Step 2, combining potential collisions: in order to directly use the absolute velocity v0Performing collision detection, and proposing a speed obstacle model;
wherein
Representing a minkowski vector sum operation, i.e.:
wherein, VOt|iIs a set of a series of speeds that result in u0And uiA collision at some future time;
to avoid multiple threats, multiple VOs need to be combined, as in fig. 5 a VO consists of two speed barriers:
where U denotes the combination of m VO geometric regions, so when v0When the tail end of the motor is positioned in the VO, the speed outside the VO is selected to avoid potential collision.
Step 3, collision handling (speed optimization). In the classical velocity barrier model, the following optimization problem is solved
The speed of the robot is adjusted.
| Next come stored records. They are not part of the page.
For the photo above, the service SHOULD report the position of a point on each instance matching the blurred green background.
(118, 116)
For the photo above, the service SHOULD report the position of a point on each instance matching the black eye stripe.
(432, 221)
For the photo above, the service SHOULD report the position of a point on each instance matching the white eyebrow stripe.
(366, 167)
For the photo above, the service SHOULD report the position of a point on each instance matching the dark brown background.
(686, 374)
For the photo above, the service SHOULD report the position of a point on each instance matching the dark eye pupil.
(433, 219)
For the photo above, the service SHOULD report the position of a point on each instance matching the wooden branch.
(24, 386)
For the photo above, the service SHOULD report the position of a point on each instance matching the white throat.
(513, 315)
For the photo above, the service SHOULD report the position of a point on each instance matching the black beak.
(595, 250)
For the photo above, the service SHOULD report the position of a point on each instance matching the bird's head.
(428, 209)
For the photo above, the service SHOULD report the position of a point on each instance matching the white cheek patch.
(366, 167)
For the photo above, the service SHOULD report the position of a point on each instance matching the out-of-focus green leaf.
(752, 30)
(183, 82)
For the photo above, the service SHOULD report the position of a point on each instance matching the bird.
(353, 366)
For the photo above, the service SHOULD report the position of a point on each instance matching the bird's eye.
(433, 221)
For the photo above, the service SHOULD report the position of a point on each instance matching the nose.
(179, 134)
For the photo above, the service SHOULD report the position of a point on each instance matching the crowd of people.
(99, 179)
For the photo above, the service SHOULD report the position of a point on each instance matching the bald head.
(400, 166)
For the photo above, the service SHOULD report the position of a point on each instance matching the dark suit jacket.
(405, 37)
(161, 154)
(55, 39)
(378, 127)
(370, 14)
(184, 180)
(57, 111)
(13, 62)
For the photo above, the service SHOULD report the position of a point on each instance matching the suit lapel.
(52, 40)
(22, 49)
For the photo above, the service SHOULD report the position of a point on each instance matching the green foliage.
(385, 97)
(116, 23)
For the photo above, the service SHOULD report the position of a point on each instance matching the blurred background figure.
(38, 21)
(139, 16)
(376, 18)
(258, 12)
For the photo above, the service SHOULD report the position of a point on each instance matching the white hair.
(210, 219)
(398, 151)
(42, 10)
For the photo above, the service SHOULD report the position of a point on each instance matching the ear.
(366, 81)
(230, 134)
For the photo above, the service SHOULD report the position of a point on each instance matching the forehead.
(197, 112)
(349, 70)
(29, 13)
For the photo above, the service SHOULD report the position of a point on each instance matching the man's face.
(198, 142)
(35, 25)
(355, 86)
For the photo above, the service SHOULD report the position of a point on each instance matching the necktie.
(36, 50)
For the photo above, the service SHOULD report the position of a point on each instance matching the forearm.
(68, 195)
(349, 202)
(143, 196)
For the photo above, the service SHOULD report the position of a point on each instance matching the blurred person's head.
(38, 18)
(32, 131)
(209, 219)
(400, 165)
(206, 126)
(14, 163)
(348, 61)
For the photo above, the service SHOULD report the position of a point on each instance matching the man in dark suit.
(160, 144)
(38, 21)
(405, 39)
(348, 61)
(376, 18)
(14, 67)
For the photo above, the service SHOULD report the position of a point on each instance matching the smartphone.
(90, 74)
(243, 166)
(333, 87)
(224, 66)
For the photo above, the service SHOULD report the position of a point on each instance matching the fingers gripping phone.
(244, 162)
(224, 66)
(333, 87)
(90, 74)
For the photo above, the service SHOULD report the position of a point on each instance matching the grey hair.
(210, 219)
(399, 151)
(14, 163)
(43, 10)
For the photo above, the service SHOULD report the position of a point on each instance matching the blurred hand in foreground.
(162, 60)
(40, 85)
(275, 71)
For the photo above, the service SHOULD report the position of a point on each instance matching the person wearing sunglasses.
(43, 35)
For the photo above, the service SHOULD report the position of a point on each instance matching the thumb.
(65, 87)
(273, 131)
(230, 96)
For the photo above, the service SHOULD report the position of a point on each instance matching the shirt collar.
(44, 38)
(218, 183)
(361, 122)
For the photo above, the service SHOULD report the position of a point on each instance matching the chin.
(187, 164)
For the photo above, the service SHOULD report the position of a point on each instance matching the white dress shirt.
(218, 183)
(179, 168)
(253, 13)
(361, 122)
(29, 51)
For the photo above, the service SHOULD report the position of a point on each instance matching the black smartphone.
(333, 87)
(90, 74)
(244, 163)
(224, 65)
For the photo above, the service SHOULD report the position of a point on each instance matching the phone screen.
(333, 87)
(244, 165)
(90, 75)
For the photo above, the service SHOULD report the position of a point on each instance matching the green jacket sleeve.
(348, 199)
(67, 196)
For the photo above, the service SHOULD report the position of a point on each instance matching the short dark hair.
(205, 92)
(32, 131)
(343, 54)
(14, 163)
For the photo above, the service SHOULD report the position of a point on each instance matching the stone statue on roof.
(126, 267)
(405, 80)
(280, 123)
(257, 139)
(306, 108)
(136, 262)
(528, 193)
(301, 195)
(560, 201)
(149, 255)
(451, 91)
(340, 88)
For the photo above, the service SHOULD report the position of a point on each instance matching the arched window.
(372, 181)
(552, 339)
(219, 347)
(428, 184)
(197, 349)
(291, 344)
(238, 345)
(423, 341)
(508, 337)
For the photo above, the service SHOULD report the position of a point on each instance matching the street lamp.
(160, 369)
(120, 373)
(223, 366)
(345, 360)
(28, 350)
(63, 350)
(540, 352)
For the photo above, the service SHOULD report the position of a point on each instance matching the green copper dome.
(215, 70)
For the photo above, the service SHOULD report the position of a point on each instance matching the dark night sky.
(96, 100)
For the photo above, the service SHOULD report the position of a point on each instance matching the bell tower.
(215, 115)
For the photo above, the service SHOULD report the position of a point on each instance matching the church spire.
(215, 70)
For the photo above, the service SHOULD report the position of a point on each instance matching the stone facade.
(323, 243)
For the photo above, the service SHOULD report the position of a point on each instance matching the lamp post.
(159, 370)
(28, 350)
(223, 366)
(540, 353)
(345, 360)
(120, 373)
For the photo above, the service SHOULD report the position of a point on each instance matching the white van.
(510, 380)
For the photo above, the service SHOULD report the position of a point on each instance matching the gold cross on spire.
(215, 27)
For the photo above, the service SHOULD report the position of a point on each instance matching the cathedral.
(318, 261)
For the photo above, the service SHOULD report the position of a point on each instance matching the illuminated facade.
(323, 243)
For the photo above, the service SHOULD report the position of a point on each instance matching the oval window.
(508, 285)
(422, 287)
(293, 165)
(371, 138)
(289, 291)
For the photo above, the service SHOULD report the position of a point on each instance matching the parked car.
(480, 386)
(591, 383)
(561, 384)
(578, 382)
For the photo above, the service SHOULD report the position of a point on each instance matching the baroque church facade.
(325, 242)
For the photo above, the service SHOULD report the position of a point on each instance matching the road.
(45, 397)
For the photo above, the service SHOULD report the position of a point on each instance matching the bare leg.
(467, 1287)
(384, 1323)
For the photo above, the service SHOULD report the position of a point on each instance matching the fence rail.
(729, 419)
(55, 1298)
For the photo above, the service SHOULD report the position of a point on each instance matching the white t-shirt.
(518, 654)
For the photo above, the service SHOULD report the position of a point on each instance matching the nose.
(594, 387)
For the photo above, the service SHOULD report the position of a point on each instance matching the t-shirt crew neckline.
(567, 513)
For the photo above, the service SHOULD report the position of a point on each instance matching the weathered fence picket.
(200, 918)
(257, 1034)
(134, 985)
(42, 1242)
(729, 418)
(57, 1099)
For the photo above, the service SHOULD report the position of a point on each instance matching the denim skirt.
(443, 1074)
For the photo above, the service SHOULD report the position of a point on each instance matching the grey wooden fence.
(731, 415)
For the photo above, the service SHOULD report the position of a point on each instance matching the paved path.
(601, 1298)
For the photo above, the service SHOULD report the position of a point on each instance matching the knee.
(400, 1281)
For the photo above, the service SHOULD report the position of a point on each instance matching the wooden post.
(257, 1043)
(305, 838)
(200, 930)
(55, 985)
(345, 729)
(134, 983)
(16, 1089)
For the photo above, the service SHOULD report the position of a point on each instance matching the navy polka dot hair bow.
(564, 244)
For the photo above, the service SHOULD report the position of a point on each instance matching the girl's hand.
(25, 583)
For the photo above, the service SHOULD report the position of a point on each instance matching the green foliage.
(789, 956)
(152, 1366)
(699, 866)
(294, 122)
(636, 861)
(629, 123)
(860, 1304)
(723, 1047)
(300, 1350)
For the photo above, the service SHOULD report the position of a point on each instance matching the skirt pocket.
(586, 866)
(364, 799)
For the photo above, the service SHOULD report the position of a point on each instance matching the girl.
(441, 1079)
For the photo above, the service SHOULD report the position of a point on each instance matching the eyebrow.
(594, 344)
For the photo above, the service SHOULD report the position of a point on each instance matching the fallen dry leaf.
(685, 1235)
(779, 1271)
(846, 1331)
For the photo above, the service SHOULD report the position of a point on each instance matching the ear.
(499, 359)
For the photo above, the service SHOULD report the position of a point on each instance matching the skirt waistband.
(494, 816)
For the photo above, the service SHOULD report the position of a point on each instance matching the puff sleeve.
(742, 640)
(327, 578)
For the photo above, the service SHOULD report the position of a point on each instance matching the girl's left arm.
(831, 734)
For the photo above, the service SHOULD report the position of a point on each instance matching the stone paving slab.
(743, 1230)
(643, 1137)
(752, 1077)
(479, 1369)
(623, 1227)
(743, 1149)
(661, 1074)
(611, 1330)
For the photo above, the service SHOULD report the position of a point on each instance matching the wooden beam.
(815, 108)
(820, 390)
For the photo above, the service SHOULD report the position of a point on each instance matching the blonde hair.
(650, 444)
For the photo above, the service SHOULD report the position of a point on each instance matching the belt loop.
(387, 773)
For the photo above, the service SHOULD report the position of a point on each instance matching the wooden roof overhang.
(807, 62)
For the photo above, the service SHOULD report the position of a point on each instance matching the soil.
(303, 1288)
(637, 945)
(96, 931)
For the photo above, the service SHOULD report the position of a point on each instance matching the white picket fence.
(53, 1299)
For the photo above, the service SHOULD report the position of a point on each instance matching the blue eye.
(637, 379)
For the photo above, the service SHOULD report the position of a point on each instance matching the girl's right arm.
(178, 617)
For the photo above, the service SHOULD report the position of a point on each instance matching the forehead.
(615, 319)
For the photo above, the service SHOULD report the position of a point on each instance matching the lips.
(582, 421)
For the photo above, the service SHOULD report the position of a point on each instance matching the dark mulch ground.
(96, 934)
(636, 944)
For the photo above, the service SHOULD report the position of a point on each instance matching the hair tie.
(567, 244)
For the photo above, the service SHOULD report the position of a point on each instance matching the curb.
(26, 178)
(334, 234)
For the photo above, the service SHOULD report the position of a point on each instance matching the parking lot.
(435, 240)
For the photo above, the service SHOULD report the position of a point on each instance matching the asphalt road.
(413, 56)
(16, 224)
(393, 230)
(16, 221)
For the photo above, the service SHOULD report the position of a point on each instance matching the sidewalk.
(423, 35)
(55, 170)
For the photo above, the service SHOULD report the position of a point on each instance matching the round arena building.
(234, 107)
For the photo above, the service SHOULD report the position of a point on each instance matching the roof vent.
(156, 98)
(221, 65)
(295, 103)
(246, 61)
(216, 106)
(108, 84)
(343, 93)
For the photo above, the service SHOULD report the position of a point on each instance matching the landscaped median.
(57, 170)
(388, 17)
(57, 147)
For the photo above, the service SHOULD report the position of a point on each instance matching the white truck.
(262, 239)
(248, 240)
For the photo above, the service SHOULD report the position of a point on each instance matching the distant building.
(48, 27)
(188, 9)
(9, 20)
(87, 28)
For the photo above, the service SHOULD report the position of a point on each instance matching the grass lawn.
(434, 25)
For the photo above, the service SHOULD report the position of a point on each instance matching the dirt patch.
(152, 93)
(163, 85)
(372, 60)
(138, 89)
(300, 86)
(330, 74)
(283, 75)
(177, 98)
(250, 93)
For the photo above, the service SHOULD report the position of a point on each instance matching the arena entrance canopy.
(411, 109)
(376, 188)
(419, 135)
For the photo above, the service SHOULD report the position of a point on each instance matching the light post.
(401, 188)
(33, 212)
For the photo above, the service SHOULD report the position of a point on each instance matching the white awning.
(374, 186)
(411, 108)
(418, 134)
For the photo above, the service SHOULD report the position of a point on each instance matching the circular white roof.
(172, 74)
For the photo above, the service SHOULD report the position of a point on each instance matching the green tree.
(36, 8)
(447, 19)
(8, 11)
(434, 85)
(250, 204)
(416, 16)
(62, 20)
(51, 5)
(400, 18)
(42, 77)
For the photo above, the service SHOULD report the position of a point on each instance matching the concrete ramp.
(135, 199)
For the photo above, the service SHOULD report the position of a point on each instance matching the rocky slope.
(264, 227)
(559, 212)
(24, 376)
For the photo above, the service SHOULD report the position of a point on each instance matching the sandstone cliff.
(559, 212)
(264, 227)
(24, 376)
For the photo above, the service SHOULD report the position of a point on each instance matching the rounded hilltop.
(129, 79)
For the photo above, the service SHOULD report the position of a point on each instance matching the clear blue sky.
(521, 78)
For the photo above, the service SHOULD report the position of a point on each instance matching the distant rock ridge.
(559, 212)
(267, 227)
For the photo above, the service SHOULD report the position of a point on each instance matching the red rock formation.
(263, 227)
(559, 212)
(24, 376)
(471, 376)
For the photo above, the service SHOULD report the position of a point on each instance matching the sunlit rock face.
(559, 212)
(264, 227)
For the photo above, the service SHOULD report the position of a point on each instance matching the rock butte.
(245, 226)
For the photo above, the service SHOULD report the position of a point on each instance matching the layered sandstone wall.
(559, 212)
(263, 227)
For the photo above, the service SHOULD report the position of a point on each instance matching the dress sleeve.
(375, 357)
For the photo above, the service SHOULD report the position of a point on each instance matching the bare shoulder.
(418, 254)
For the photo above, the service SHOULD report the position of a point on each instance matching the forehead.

However, the process is time-consuming, and therefore, the method for optimizing the target-oriented speed is provided, and under the condition that the direction of the speed vector v is guaranteed to be unchanged to the maximum extent and under the constraint of the VO, the speed v (t +1) of the unmanned aerial vehicle at the next moment is optimized, and the method specifically comprises the following steps:
assuming that the boundary curve of VO is Ω and the extension of velocity v is defined as λ (p, v), then:
P=λ(p,v)∩Ω
where P denotes the intersection of the candidate speed and the VO boundary curve. Of all the intersections, the intersection P closest to the distance P is selectediAs end of the next time velocity EvNamely:
wherein P isiDenotes the intersection of p with the i' th VO boundary curve.
The optimized speed of the unmanned aerial vehicle is as follows:
v′=(v′,α)=(||Ev-p||2,α)。
the present invention is not limited to the above-described embodiments, and those skilled in the art can implement the present invention in other various embodiments based on the disclosure of the present invention. Therefore, the design of the invention is within the scope of protection, with simple changes or modifications, based on the design structure and thought of the invention.